Friday, February 19, 2010
A Tropical Getaway? That's Complete Bull!
Tonight I decided to skip my 693katsu dinner (tonkatsu=pork cutlets) after my workout and bat, come back to my station, Shinozaki, and eat at the Cheap Chinese Chain Choint above McDonalds.
Well it is fairly obvious I didn't make it to Bamiyan, by the photo you WILL see on your monitor. After all, what kind of host would I be if I ignored the latest guestburger, arriving today all the way from... you guessed it: Hawaii!

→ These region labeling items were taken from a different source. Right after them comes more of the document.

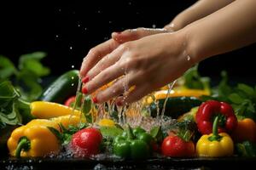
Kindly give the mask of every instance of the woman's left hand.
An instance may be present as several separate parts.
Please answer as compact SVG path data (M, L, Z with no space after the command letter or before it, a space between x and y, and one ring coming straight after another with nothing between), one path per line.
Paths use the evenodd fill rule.
M86 74L84 94L91 94L113 81L94 97L102 103L118 97L119 105L140 99L179 77L195 62L186 52L182 32L162 33L121 44L102 58ZM133 87L133 88L131 88ZM128 93L125 93L125 91ZM124 94L125 93L125 94ZM124 94L120 97L121 94Z

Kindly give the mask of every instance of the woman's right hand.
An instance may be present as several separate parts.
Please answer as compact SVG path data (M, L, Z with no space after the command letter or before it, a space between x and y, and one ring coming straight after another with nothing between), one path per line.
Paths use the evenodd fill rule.
M84 58L80 69L81 77L84 77L99 60L116 49L120 44L125 42L137 40L146 36L170 31L172 31L166 29L137 28L125 30L121 32L113 32L111 39L91 48Z

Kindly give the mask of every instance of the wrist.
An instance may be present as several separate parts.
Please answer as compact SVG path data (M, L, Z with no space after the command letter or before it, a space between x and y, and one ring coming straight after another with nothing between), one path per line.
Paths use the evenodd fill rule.
M194 64L198 63L204 59L206 55L203 52L203 47L201 45L201 40L200 36L195 36L196 33L194 31L193 26L188 26L180 30L183 35L185 49L188 55L190 56Z

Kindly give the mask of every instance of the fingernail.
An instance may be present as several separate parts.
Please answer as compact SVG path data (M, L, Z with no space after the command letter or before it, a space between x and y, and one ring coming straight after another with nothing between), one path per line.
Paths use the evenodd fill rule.
M95 104L98 103L98 99L97 99L96 97L92 98L92 101L93 101L93 103L95 103Z
M121 34L122 32L113 32L114 34Z
M85 87L82 88L82 92L83 94L88 94L88 90Z
M84 76L84 77L83 78L82 82L83 82L84 83L88 82L89 82L89 76Z

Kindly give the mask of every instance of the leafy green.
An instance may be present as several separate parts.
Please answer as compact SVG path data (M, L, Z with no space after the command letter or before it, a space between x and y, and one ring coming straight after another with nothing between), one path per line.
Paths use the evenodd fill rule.
M17 102L20 97L20 94L10 82L0 83L0 123L3 126L21 123L22 120Z
M35 100L42 94L40 78L48 76L49 69L41 63L46 56L44 52L35 52L21 55L18 68L4 56L0 56L0 82L12 81L21 98L27 101Z
M247 84L238 83L231 87L228 76L223 71L219 84L212 88L211 96L202 96L202 100L215 99L230 104L237 117L249 117L256 121L256 88Z
M210 88L210 78L202 77L198 72L198 65L189 69L183 76L184 86L193 89L207 89Z

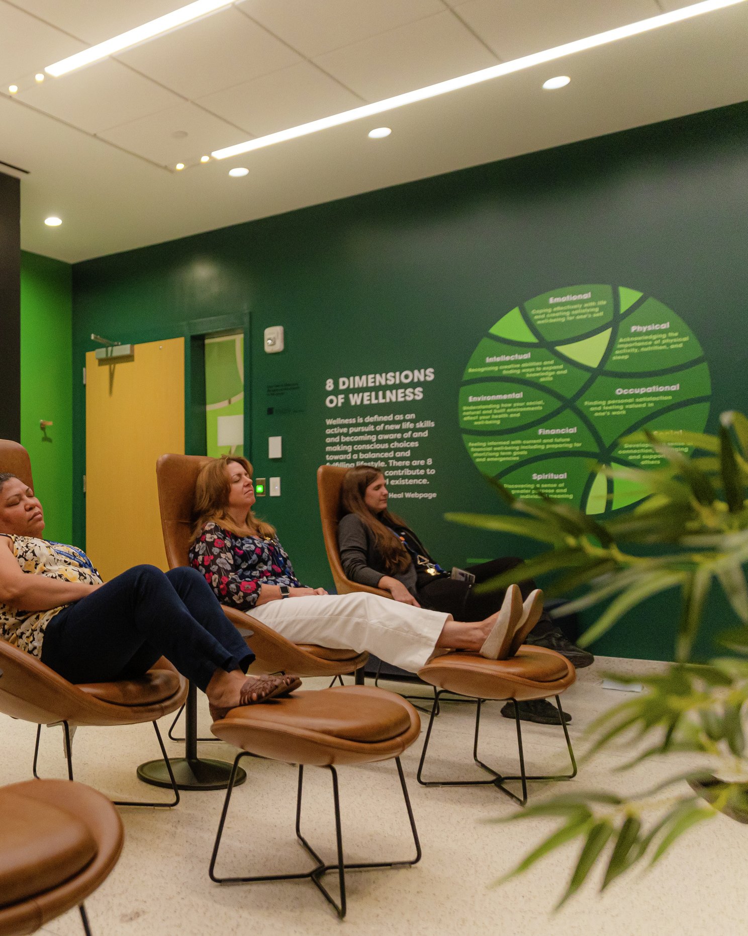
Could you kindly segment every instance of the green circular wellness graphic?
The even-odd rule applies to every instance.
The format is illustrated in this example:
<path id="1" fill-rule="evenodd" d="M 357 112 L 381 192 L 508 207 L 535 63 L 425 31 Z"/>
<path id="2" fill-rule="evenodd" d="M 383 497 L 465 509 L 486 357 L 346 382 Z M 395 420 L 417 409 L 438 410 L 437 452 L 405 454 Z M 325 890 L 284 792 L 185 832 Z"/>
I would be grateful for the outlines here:
<path id="1" fill-rule="evenodd" d="M 481 340 L 463 374 L 460 428 L 476 467 L 515 496 L 601 514 L 643 491 L 593 465 L 662 464 L 622 436 L 701 432 L 710 393 L 698 340 L 672 309 L 626 286 L 562 286 L 508 312 Z"/>

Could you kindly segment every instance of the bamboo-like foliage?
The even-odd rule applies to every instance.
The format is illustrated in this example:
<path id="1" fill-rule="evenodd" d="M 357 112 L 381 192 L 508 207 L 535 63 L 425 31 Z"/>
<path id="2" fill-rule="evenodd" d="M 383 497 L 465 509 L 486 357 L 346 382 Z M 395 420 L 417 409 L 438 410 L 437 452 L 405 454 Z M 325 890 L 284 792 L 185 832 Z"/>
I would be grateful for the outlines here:
<path id="1" fill-rule="evenodd" d="M 670 753 L 689 753 L 693 769 L 628 799 L 607 792 L 580 792 L 554 797 L 503 820 L 561 820 L 507 877 L 522 873 L 570 840 L 581 840 L 577 864 L 558 906 L 576 893 L 594 868 L 605 867 L 604 890 L 638 863 L 659 860 L 680 836 L 718 810 L 748 822 L 748 418 L 742 413 L 723 413 L 717 435 L 640 432 L 625 441 L 648 443 L 665 465 L 652 470 L 598 466 L 610 476 L 636 483 L 646 495 L 621 517 L 595 519 L 547 498 L 518 500 L 491 479 L 514 515 L 447 515 L 457 523 L 518 534 L 550 547 L 521 569 L 482 587 L 505 588 L 519 578 L 549 576 L 545 591 L 550 596 L 581 590 L 563 612 L 601 606 L 597 621 L 579 640 L 582 646 L 652 595 L 672 590 L 674 603 L 680 602 L 676 662 L 663 675 L 627 678 L 643 683 L 646 691 L 594 723 L 586 757 L 626 739 L 636 742 L 637 750 L 646 744 L 623 769 Z M 692 457 L 673 445 L 688 446 Z M 735 655 L 696 665 L 690 662 L 692 650 L 713 588 L 725 592 L 733 613 L 719 640 Z"/>

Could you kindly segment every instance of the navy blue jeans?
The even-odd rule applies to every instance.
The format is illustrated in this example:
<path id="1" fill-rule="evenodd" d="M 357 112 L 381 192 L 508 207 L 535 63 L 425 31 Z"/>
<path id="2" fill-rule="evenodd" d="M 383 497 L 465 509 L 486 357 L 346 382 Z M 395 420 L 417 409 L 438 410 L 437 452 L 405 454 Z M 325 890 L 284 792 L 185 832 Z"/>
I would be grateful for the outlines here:
<path id="1" fill-rule="evenodd" d="M 41 662 L 70 682 L 143 676 L 161 656 L 205 691 L 254 654 L 196 569 L 136 565 L 56 614 Z"/>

This burger has an interesting flavour that I cannot quite place. Egg-on-face (of burger) is nothing new to this seasoned burger/deli afficionado. But the sauce... it leaves one pondering life with the eyeballs up and to the left in the eyesockets.
Slightly but not at all coyingly sweet it left me thinking deeply about the foods and wondering exactly what the connection is. Just because the flavour is subtle and unknown to me does not mean there is a connection. I mean one might expect slices of pineapple or poi or even dolphin perhaps, in between the patties, but one would be mistaken.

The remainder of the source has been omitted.